US STOCKS: Extending Lows of the Week As Crude Rallies, Inflation Metrics Rising

Mar-18 16:16
  • Stocks have retreated to the lowest levels of the week (SPX eminis near late Friday levels) after higher than expected PPI inflation metrics (ahead of this afternoon's FOMC policy announcement including the Summary of Economic Projections), coupled with reports that several Iranian gas fields were attacked by Israel, sapped risk sentiment early Wednesday as crude prices surged (WTI crude neared $100/bbl).
  • Consumer Staples/Discretionary, Materials and Health Care sector shares underperformed ahead midday
  • Despite the rise in geo-political risk, mining stocks weighed on the Materials sector as gold prices plummeted over $140 in the first half, Newmont Corp and Freeport-McMoRan trade -3-3.5% lower.
  • The Health Care sector was driven by carry-over weakness in pharmaceutical shares as obesity drug expectations continued to be discounted by analysts, AbbVie and Moderna down between 3.25-3.75%.

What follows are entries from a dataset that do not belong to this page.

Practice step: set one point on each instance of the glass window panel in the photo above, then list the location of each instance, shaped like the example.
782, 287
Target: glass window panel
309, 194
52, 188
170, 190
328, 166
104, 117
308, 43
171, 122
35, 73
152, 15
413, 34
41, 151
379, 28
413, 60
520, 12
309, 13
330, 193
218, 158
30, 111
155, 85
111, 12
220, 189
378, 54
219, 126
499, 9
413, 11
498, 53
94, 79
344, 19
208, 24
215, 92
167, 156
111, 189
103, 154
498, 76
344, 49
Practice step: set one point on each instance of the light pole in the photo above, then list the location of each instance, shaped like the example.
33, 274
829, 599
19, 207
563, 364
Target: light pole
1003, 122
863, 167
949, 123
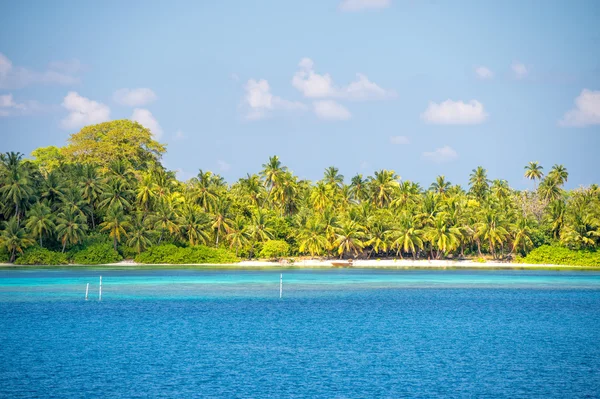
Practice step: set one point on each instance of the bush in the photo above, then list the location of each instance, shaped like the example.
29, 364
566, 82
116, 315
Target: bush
173, 255
275, 249
42, 256
555, 255
96, 254
4, 255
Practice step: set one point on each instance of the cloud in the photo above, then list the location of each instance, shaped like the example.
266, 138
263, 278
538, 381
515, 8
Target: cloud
83, 111
146, 119
314, 85
260, 102
455, 113
399, 140
12, 77
179, 135
223, 166
8, 106
134, 97
586, 111
330, 110
442, 154
519, 69
359, 5
483, 72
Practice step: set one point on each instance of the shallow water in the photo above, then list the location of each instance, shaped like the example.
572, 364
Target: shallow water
335, 333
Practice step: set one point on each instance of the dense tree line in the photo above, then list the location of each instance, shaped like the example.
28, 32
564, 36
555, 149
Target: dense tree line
108, 180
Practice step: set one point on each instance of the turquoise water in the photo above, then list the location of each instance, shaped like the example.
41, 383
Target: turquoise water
335, 333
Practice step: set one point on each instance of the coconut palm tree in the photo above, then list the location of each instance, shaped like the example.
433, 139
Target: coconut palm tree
71, 227
117, 224
14, 238
40, 221
383, 187
533, 171
349, 237
139, 237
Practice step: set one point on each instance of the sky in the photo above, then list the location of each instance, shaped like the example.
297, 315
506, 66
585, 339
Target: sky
423, 87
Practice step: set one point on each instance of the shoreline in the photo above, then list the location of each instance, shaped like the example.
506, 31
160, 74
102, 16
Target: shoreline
327, 264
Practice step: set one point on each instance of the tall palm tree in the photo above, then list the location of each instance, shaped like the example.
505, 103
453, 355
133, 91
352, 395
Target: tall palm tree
349, 237
195, 225
139, 237
311, 238
383, 186
479, 182
40, 221
117, 224
14, 238
71, 227
533, 171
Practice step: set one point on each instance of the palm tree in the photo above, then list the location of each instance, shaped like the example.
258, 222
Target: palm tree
116, 223
383, 186
559, 173
70, 227
194, 225
15, 184
479, 182
442, 236
14, 238
440, 186
312, 239
408, 237
533, 171
40, 222
238, 235
349, 237
139, 233
220, 220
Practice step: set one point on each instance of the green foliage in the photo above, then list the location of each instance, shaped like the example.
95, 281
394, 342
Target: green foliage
96, 254
42, 256
554, 255
275, 249
171, 254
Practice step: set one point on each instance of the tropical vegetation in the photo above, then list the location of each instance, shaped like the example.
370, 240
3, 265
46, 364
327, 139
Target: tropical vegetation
106, 196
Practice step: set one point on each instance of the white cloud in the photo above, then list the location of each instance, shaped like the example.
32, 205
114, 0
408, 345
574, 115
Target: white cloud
12, 77
314, 85
519, 69
358, 5
9, 107
134, 97
484, 73
83, 111
329, 109
455, 113
146, 119
399, 140
442, 154
586, 111
223, 166
179, 135
260, 102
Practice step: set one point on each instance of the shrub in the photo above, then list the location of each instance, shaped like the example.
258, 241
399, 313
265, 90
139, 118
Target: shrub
4, 255
275, 249
556, 255
96, 254
172, 255
42, 256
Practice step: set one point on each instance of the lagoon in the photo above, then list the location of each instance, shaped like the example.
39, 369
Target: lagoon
335, 333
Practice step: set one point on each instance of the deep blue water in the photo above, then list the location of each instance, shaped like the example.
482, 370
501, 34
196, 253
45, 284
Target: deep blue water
334, 334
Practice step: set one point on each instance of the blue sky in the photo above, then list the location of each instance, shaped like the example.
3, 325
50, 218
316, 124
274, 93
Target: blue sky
421, 87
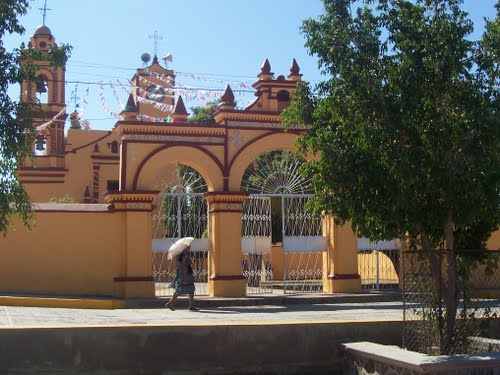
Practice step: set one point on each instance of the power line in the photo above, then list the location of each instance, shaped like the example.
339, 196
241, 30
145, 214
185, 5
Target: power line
105, 66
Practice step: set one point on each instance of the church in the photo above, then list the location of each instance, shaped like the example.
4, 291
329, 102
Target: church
96, 195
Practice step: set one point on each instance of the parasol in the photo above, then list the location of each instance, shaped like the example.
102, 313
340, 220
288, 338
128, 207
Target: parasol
179, 246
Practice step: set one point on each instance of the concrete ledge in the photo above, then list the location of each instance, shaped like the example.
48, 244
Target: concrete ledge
396, 359
72, 303
300, 348
201, 301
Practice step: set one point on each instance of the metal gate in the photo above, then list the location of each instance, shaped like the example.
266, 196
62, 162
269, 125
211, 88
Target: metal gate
378, 264
295, 267
178, 215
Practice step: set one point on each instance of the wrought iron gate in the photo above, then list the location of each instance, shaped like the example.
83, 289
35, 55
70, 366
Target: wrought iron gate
299, 267
378, 264
179, 215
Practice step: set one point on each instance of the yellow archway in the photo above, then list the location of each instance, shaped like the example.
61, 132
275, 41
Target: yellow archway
159, 162
266, 143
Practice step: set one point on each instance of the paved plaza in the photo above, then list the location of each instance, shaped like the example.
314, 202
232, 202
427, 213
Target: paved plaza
16, 316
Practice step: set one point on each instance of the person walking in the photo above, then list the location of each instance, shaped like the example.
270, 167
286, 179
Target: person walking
184, 281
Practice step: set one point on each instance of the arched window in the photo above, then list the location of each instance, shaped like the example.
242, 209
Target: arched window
114, 147
42, 89
283, 99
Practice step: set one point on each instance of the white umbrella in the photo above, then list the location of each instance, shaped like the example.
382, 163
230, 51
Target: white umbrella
179, 246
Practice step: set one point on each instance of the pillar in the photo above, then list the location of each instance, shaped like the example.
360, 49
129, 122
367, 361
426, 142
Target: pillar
135, 278
225, 258
340, 262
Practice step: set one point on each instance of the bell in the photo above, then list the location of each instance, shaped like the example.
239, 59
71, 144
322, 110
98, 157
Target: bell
40, 86
40, 140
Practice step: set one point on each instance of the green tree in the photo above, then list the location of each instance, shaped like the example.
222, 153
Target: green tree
405, 124
16, 129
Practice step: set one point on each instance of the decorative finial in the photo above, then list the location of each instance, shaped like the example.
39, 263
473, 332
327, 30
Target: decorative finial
130, 106
75, 98
156, 37
179, 108
266, 67
228, 96
44, 11
294, 69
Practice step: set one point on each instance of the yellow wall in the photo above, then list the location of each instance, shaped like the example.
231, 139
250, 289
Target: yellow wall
67, 253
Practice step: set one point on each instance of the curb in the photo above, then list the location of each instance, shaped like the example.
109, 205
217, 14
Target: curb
58, 302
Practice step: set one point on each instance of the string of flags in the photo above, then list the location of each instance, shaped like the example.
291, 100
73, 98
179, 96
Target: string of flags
188, 93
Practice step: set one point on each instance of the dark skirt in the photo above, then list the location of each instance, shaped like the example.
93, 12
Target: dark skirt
184, 284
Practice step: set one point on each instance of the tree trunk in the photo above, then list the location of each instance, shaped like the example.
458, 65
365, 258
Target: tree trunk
451, 295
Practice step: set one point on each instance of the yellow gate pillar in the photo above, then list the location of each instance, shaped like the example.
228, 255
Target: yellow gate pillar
340, 262
225, 258
135, 279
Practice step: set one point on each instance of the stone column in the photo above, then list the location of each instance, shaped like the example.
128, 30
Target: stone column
135, 278
340, 262
225, 258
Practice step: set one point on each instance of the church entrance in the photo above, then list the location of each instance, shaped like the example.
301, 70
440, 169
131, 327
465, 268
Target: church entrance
180, 211
282, 242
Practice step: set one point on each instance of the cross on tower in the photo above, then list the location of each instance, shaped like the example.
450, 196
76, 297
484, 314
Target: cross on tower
75, 97
44, 11
156, 37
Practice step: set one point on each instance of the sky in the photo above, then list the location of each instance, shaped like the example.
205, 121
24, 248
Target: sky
213, 43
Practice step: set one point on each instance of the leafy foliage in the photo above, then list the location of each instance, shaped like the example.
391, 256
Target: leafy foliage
405, 126
16, 129
406, 123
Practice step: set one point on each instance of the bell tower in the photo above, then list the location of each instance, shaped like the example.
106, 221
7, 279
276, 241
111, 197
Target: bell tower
46, 94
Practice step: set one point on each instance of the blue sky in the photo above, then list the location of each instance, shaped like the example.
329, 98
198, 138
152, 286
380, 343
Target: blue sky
212, 42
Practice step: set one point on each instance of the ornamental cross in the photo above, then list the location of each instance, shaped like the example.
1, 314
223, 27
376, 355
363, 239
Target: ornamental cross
44, 11
156, 37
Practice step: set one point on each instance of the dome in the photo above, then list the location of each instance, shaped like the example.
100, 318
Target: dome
42, 30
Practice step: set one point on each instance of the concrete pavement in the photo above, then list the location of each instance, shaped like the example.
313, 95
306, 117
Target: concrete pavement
212, 311
298, 334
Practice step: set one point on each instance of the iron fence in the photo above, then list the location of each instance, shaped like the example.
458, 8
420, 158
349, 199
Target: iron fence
445, 317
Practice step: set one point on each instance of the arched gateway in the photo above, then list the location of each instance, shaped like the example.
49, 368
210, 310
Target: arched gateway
126, 168
221, 152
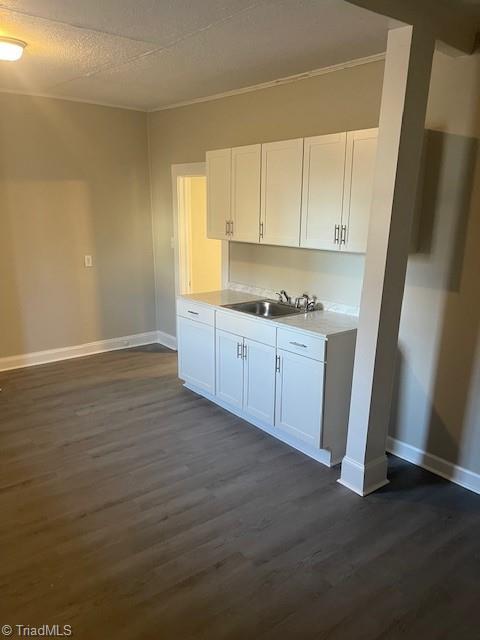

  • Consumer stocks depressed as core PPI (ex food, energy & trade services) printed 0.53% M/M, up from 0.41% prior (which was upwardly revised from 0.31% prior, though December was revised down 0.11pp to 0.16%) and above the 0.3% consensus. Dollar Tree , Monster Beverage Corp, Philip Morris International and Dollar General Corp all trade -2.6 to 3.8% lower.
  • On the flipside, as has been the case since the start of the war between the US/Israel and Iran - oil and gas stocks outperformed.